Pentagon handout showing impact crater associated with suspected chemical weapons attack in Khan Sheikhoun, Syria on 4 April 2017
Pentagon
US satellite imagery identified the impact crater associated with suspected chemical attack

“It’s very clear it’s a Sarin attack,” Mr de Bretton-Gordon added. “The view that it’s an al-Qaeda or rebel stockpile of Sarin that’s been blown up in an explosion, I think is completely unsustainable and completely untrue.”

He also noted that chlorine was the only chemical believed to have been used in attacks in Aleppo over the past year.

A recent report by Human Rights Watch said government helicopters had dropped bombs containing chlorine on rebel-held areas of Aleppo on at least eight occasions between 17 November and 13 December, killing nine civilians.

Handout photo provided to Reuters by Human Rights Watch purporting to show remnant of yellow gas cylinder found in Masaken Hanano, Aleppo, after a suspected chlorine attack on 18 November 2016
Reuters
Human Rights Watch said helicopters dropped chlorine bombs over rebel-held Aleppo last year

Hasan Haj Ali, commander of the Free Idlib Army rebel group, called Russia’s claim a “lie” and said rebel fighters did not have the capability to produce nerve agents.

The UK’s representative to the UN, Matthew Rycroft, also told the Security Council that his country had seen nothing to suggest that any non-state actors in Syria had the sort of chemical weapons that would have been consistent with the symptoms.

The French envoy, Francois Delattre, meanwhile said there was “no fire” after the air strike, even though a strike on an ammunition depot “would have caused a fire”.

It was also not clear why there was five hours’ difference between the time of the strike reported by multiple witnesses and that stated by Russia.

Moscow’s short account gave no evidence for its suggestion that a group was sending chemical weaponry to Iraq. So-called Islamic State, which has used the the blister agent sulphur mustard in Syria and Iraq, is not present in Khan Sheikhoun.


What is Sarin?

Sarin is highly toxic and considered 20 times as deadly as cyanide.

As with all nerve agents, Sarin inhibits the action of the acetylcholinesterase enzyme, which deactivates signals that cause human nerve cells to fire. This blockage pushes nerves into a continual “on” state. The heart and other muscles – including those involved in breathing – spasm. Sufficient exposure can lead to death via asphyxiation within minutes.

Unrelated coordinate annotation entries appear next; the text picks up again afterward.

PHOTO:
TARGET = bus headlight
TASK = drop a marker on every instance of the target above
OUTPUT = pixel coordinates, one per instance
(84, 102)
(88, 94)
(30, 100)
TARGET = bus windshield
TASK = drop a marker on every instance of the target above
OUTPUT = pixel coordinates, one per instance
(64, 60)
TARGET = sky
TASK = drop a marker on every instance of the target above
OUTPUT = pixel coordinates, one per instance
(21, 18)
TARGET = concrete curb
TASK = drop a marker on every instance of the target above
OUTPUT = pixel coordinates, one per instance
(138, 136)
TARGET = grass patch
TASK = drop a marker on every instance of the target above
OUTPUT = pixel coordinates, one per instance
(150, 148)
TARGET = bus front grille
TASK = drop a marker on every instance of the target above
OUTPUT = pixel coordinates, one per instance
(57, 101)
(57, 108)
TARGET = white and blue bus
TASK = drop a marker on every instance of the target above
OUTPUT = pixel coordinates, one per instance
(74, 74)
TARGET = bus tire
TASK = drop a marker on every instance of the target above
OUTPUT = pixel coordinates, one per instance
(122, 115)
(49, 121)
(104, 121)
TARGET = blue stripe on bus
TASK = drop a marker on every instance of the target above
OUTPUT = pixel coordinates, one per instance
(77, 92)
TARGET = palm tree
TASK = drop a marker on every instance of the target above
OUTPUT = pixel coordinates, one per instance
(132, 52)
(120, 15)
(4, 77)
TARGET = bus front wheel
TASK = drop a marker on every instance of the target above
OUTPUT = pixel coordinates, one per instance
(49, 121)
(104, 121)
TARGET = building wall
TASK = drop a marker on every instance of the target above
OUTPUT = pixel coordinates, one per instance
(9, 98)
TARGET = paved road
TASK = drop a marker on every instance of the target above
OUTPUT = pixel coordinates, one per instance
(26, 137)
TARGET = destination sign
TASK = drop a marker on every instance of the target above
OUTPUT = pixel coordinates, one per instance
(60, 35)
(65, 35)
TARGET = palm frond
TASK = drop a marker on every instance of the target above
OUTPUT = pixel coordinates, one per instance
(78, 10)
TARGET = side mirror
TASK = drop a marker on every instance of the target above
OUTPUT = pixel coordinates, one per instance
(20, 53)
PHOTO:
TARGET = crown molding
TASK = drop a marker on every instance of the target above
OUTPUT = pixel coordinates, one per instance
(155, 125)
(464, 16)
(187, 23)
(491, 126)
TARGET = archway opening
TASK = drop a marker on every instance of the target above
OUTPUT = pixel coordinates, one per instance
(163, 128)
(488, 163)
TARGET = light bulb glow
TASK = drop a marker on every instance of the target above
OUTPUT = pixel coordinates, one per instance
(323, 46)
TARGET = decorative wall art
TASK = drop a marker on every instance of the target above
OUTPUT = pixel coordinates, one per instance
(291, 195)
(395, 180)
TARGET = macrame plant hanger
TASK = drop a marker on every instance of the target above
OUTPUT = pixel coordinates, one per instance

Sarin is almost impossible to detect because it is a clear, colourless and tasteless liquid that has no odour in its purest form. It can also evaporate and spread through the air.


Has Sarin been used in Syria before?

The Syrian government was accused by Western powers of firing rockets filled with Sarin at several rebel-held suburbs of the capital Damascus in August 2013, killing hundreds of people.

President Bashar al-Assad denied the charge, blaming rebel fighters, but he did subsequently agree to destroy Syria’s declared chemical arsenal.

UN chemical weapons inspector at the scene of a Sarin nerve agent attack in the Ghouta region outside Damascus on 29 August 2013
Reuters
UN inspectors found rockets containing Sarin were used in a 2013 attack outside Damascus

Despite that, the OPCW and UN have continued to document the use of chemicals in attacks.

A joint investigation concluded in October that government forces had used chlorine as a weapon at least three times between 2014 and 2015. It also found Islamic State militants had used sulphur mustard in one attack.